Oleh Aiman, pengakuan Napoleon itu kemudian dikonfirmasi dengan pengakuan anak buah Napoleon, Kombes I Made Oka dalam persidangan.
Menurut Aiman, dalam kesaksiannya di persidangan, I Made Oka mengatakan pada 2019 red notice Djoko Tjandra masih aktif.
Hal ini berbeda dengan pengakuan Napoleon yang menyebut red notice Djoko Tjandra sudah tidak aktif sejak 2014.
Menjawab hal itu, Napoleon mengatakan setelah tidak adanya perpanjangan pada 2014, status red notice Djoko Tjandra dinonaktifkan tapi belum terhapus.
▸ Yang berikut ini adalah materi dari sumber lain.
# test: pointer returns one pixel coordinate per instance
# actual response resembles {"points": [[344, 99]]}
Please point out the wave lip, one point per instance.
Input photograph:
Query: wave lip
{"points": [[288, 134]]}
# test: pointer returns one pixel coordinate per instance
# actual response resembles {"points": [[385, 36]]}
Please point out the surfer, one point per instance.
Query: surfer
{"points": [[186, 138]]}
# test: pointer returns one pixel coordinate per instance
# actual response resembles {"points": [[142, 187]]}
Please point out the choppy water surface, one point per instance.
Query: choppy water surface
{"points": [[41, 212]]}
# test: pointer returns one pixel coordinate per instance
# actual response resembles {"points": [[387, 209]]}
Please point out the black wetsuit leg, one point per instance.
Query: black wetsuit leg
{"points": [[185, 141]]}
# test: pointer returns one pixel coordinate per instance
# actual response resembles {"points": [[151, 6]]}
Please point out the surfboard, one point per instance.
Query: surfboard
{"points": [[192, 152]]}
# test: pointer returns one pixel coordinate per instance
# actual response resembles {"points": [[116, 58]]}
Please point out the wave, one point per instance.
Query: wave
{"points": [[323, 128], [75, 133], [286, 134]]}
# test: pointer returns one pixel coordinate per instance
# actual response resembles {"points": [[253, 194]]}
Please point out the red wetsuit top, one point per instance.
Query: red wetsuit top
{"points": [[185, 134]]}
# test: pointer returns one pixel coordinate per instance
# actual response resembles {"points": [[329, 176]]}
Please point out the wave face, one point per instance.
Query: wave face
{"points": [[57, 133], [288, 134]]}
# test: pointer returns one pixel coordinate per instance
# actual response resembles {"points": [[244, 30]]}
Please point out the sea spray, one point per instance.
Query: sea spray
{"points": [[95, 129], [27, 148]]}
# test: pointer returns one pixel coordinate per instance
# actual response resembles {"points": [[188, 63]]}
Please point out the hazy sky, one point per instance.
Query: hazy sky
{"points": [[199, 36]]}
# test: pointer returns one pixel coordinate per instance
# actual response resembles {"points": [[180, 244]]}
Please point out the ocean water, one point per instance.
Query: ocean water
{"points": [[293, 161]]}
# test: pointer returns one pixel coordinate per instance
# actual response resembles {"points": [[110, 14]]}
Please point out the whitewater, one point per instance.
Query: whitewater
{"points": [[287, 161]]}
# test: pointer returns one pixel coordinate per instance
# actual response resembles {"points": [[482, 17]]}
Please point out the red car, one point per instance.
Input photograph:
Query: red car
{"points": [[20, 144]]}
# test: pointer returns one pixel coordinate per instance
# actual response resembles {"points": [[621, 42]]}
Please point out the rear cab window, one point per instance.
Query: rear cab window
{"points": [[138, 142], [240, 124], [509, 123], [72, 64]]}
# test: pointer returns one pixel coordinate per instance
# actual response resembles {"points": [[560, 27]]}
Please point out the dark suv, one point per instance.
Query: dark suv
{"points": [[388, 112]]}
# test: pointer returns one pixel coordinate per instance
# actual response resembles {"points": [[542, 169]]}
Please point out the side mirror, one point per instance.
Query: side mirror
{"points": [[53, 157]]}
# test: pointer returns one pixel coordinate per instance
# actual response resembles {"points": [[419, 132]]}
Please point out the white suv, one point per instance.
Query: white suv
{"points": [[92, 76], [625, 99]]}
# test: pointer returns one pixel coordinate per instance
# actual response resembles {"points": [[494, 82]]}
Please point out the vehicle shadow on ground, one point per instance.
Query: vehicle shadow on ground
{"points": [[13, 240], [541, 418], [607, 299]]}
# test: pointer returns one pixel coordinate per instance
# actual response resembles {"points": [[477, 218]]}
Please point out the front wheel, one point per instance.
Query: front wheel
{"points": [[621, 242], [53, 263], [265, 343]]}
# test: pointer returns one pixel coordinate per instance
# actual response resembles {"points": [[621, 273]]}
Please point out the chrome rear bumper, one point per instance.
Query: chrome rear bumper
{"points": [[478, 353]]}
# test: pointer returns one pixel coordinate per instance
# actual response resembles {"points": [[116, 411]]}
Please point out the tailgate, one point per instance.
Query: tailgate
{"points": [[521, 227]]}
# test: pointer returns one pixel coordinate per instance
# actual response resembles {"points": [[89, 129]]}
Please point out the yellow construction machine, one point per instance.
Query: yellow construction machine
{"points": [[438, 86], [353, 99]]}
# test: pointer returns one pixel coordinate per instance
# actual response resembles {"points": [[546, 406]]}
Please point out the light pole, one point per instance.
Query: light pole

Hal itu berlangsung hingga 2019.
"Red notice itu berlakunya 5 tahun. Sebelum 5 tahun apabila tidak ada perpanjangan maka statunya itu digrounded. Masih ada file-nya tetapi tidak berlaku lagi untuk penangkapan. Grouded ini masanya lima tahun sampai 2019, peride kedua. Apabila sampai Juli 2019 tidak diperpanjang maka namanya permently delete, terhapus secara permanen. Itulah makanya saat 2020, 22 April, setelah kami cek, tidak ada posibility untuk memperpanjang itu," beber dia.
Aiman juga mengkonfrmasi dengan pernyataan mantan Sekretaris Divhubinter Irjen (Purn) Setyo Wasisto yang menyatakan pada 2015, red notice Djoko Tjandra masih aktif hingga 2015.
Hal itu berbeda dengan pernyataan Napoleon yang menyatakan sudah terhapus sejak 2014.
Menurut Napoleon, pengakuan Setyo Wasisto itu sekedar keyakinan, bukan kenyataan atau fakta.
Pasalnya, pada 2015, Setyo membuat surat ke Imigrasi yang meminta Imigrasi memasukkan nama Djoko Tjandra dalam DPO.
"Kalau red noticenya masih berlaku, nggak perlu surat itu. Otomatis berlaku, masih ditangkap. Itu permasalahannya," beber dia.
Baca juga: Sidang Red Notice Djoko Tjandra, JPU Hadirkan 4 Saksi, Termasuk Sekretaris Pribadi Irjen Napoleon
Napoleon melanjutkan, pemeriksaan soal status red notice Djoko Tjandra harusnya dilakukan mengacu kejadian pada tahun 2014 tersebut.
Dan hal itu tidak terkait dengan dirinya karena saat itu ia belum berada di Divhubinter.